It's easy to make fresh juices. All you need are high quality fruits and vegetables and a good juicer.
- Whenever you can, use organically grown, non-sprayed produce to make the purest juices possible. If not possible, you may wish to peel the produce before juicing.
- Before juicing, wash all produce well, and remove moldy and bruised or any damaged from fruits and vegetables.

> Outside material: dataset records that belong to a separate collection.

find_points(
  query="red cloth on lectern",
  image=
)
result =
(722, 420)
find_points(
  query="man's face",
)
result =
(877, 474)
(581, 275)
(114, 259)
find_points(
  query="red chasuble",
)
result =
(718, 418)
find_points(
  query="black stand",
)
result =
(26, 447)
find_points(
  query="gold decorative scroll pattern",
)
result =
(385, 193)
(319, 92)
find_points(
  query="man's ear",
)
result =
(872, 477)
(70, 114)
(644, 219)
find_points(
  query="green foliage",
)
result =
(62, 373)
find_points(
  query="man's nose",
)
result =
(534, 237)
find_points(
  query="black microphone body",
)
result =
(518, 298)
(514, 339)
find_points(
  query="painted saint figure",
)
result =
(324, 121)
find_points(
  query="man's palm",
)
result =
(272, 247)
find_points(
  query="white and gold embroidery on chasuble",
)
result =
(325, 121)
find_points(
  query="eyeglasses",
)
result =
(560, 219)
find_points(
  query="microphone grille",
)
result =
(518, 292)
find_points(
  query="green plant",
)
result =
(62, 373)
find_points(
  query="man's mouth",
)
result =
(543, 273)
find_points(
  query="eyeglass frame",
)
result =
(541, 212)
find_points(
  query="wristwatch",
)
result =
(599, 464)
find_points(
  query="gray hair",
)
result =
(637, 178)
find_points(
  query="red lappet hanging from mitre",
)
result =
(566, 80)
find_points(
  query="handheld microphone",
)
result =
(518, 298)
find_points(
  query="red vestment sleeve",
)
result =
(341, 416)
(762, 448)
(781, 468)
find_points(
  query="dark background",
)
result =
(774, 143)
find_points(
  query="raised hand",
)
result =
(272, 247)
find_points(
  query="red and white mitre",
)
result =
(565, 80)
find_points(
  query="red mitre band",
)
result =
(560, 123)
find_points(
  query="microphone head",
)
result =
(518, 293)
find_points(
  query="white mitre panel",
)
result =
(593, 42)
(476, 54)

- Peel oranges and grapefruits before juicing. The skins are bitter and contain a toxic substance that should not be consumed in large quantities. However, leave on the white pithy part of the peel, because it contains valuable bioflavonoids and vitamin C.
- Tropical fruits like kiwi and papaya should also be peeled. Often these fruits have been grown in foreign countries where the use of carcinogenic sprays is still legal.
- The skins of all other fruits and vegetables, including lemons and limes, may be left on. If the produce has been waxed, removing the peel is recommended.
- All pits (from peaches, plums, etc...) must be removed before juicing.
- Lemon, lime, melon, grape seeds, etc, may be placed in the juicer along with the fruit.
- Apple seeds should not be juiced, as they contain small amounts of cyanide.
- Use stems and leaves along with fruits and vegetables.
- Carrot and rhubarb greens should be removed, as they contain toxic substances.
- Most fruits and vegetables will have to be sliced or cut into chunks or sticks to accomodate the size of your juicer.
- Most fruits and vegetables have high water contents. This is what makes it possible to juice them.
- Fruits that contain little water, bananas and avocados, cannot be placed in the juicer. If using them in your recipes, juice all the fruits first, transfer the juices to a blender and use the blender to mix the drier fruits.